Nanoscale printers may bypass factories

Could print cheap, instant custom nanomaterials like chips and better solar cells
June 22, 2012
nanoprinter

Solvent containing nanoparticles (yellow dots) flows out of a capillary and forms controllably ultra-small droplets. The solvent evaporates rapidly from the droplets, leaving a structure made of accumulated nanoparticles in its wake (credit: Patrick Galliker/ETH Zurich)

ETH-Zurich researchers have developed an economic, fast and reproducible method for printing micro- and nanoscale (<100 nm) structures in a manner similar to an ink-jet printer printing art.

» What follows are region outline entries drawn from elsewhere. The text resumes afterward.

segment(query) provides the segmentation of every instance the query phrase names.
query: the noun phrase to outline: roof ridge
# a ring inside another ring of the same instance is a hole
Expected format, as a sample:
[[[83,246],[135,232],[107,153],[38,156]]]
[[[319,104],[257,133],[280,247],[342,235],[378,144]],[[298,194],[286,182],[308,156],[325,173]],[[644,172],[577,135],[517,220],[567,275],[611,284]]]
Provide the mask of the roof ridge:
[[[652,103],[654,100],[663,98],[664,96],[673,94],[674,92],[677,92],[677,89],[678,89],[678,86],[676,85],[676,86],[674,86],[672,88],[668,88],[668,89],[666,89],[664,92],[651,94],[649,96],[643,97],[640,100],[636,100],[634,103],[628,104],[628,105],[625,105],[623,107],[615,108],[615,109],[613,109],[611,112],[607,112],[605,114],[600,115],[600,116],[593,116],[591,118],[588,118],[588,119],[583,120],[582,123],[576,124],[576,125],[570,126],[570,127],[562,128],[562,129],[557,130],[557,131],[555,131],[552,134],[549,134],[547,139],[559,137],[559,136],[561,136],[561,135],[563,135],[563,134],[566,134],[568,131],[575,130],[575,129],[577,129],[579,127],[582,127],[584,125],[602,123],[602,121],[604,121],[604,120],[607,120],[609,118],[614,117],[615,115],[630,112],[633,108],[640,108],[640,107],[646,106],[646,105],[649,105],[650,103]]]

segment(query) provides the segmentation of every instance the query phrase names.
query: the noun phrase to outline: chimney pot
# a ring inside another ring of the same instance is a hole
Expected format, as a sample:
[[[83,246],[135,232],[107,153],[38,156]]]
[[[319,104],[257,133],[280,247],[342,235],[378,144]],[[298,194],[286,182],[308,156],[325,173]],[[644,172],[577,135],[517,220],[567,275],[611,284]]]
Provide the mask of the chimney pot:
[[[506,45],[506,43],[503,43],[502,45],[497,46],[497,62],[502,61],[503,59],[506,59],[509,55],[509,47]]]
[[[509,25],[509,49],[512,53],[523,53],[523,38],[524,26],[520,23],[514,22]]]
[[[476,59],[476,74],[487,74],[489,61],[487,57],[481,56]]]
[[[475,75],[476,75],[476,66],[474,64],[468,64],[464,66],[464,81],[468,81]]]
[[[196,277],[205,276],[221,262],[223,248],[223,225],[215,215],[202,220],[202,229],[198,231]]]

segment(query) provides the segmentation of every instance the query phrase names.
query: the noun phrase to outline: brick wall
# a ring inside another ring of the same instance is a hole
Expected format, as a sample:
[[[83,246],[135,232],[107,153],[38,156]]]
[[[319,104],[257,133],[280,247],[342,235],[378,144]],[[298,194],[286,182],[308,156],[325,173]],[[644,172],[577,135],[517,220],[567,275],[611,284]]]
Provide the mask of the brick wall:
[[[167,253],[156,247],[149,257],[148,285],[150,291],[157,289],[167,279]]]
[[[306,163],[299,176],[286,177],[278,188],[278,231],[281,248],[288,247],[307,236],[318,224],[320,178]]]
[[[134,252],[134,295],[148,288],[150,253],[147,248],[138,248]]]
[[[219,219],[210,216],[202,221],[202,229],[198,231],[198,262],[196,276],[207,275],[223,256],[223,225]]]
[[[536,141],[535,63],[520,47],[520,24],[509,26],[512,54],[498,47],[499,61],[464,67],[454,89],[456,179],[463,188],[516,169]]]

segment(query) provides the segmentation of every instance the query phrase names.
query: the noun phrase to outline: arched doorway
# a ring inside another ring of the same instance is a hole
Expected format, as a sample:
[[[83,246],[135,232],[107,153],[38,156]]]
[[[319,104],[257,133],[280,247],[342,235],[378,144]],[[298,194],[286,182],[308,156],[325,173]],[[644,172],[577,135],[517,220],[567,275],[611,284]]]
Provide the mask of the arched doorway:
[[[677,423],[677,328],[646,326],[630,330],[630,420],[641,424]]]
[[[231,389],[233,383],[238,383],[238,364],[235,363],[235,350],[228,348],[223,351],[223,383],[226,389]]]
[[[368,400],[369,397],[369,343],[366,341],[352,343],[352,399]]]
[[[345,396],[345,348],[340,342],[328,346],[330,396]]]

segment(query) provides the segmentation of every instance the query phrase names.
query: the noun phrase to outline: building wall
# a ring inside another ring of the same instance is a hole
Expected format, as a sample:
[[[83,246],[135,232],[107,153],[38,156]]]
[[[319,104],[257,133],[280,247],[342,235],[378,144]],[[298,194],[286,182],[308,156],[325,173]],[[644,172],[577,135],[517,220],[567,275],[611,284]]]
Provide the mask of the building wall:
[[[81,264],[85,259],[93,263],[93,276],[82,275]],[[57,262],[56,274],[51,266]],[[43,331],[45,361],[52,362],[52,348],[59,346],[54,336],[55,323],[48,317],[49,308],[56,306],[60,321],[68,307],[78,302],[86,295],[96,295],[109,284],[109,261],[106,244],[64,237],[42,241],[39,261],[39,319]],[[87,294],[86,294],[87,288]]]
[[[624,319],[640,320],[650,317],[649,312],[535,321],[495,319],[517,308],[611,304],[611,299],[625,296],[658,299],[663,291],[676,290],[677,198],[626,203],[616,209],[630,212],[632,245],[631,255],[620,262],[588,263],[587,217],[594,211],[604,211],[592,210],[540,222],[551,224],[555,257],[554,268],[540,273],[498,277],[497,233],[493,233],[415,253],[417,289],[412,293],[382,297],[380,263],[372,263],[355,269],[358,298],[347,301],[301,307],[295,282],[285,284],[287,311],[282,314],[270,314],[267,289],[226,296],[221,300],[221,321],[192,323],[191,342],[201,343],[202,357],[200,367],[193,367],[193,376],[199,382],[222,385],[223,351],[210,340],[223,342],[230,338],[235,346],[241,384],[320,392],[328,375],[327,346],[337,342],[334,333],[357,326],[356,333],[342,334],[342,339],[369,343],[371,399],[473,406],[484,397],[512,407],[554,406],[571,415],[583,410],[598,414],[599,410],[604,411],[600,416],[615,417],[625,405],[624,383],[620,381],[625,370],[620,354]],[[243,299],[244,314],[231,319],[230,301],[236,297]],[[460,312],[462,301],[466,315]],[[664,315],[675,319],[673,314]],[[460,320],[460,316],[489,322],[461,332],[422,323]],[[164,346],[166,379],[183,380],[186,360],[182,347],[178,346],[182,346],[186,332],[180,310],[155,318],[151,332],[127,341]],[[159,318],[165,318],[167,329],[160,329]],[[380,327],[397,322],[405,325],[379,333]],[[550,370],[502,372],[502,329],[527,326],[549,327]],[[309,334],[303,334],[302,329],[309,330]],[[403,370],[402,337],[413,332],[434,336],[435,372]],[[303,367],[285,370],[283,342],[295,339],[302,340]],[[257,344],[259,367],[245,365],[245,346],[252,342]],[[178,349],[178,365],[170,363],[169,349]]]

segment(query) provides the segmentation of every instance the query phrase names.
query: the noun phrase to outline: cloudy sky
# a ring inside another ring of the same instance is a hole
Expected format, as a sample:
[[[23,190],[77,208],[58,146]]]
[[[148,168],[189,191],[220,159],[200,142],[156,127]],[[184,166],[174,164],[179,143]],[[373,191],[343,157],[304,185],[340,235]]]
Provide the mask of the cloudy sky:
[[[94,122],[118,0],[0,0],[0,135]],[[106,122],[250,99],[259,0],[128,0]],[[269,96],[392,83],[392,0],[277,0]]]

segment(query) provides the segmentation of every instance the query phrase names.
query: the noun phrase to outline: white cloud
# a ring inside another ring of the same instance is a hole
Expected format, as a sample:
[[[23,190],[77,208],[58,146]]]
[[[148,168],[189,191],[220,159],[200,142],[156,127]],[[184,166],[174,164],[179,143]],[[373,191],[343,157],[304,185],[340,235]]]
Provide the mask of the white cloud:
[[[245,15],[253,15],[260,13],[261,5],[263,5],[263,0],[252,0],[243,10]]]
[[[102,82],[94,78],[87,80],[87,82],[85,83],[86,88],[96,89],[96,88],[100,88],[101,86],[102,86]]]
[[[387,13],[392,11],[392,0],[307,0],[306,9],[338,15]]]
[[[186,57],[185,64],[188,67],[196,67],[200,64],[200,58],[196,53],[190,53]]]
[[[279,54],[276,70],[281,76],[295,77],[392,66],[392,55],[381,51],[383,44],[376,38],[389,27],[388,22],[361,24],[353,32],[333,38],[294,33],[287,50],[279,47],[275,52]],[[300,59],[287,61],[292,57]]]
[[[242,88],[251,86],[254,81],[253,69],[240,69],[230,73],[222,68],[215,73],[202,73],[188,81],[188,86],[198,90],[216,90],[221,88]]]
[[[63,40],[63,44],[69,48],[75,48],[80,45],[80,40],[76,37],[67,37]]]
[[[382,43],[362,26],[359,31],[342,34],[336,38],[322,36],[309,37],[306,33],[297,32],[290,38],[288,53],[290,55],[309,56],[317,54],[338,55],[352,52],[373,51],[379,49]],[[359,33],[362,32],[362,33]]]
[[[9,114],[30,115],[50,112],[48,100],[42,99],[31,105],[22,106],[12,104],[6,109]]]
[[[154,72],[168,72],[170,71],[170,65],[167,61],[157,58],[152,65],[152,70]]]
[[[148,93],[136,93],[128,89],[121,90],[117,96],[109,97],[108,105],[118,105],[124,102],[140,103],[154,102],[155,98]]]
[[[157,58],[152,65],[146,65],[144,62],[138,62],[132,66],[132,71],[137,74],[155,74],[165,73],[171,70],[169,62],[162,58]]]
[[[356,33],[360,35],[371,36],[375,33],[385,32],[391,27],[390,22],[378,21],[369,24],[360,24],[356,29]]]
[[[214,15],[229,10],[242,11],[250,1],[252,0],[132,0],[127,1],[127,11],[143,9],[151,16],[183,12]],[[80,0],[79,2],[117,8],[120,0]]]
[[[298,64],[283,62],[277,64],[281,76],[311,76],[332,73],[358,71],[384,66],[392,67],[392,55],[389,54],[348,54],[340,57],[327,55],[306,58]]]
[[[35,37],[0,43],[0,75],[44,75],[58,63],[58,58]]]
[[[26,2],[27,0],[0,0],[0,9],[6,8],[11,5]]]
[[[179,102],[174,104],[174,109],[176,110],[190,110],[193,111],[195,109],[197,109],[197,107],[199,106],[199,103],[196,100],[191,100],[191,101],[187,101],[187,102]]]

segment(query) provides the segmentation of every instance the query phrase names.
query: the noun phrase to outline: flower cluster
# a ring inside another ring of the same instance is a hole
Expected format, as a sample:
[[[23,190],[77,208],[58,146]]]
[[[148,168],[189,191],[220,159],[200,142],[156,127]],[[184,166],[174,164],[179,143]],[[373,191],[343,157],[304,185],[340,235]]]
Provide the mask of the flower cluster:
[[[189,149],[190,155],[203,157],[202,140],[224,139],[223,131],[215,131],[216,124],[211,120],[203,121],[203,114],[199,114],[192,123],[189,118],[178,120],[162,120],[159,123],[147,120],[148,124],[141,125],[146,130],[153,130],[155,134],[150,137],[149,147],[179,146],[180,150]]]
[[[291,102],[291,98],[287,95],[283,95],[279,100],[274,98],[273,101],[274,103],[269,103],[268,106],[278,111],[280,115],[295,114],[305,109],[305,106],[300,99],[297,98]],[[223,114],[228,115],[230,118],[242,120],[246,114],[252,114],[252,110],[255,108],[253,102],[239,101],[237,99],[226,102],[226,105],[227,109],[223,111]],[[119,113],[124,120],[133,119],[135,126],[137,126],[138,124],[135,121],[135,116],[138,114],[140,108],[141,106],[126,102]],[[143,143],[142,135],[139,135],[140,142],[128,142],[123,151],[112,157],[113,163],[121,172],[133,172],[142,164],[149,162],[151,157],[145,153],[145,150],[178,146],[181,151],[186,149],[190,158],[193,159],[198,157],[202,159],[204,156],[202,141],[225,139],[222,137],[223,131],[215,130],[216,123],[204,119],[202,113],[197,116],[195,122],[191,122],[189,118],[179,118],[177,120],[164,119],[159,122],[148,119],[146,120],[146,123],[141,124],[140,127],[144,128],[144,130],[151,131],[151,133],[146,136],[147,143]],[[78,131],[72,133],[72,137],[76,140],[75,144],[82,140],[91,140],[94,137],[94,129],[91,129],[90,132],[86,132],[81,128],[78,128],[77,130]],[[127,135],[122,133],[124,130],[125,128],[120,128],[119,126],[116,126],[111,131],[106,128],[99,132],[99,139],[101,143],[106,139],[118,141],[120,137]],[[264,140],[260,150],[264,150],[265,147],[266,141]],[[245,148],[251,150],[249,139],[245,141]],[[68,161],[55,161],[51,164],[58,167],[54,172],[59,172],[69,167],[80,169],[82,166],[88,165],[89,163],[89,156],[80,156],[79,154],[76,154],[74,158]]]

The trick: ultrafine particles are transferred onto a surface from a capillary with the aid of an electrical field. Depending on how long material accumulates at the same spot, the structure can be a dot or nano-tower, or even an arch.

Surfaces modified with nano-structures can absorb, concentrate and transmit light instead of reflecting it.

Applications

  • Increased efficiency of thin-film solar cells by capturing the light and channeling it directly towards the active layer, for instance, instead of reflectng part of the light and letting another part escape unused.
  • Camouflage suits
  • New kinds of faster, more selective and highly sensitive detectors and sensors might be feasible.
  • Special light microscopes in which light nanoantennas trigger fluorescence, enabling individual molecules to be observed.
  • Wherever material needs to be applied on a nanoscale in a targeted fashion — a CPU printed on the spot, for example.
eth_nanoscale_printing

Using the new method, researchers can print dots, small towers, lines and other structures at the nanoscale (SEM image) (credit: Patrick Galliker / ETH Zurich)

Advantages

  • Structures can be applied to different surfaces in a quick and reproducible manner.
  • Fast because the printer can be programmed in such a way that material is applied precisely where it is needed.
  • Removal and waste of excess material no longer required.
  • Less expensive — no large-scale facilities, high calssification cleanrooms, exceedingly high temperatures or special pressure ratios, and laborious and time-consuming vacuum steps.
  • Throughput and size of the printed surfaces may be increased considerably during industrial production.
  • Prototyping at the smallest scale could be performed fast and affordably.

The researchers next plan to develop a print head containing several individually addressable capillaries to increase throughput and enable stacking layers of different materials.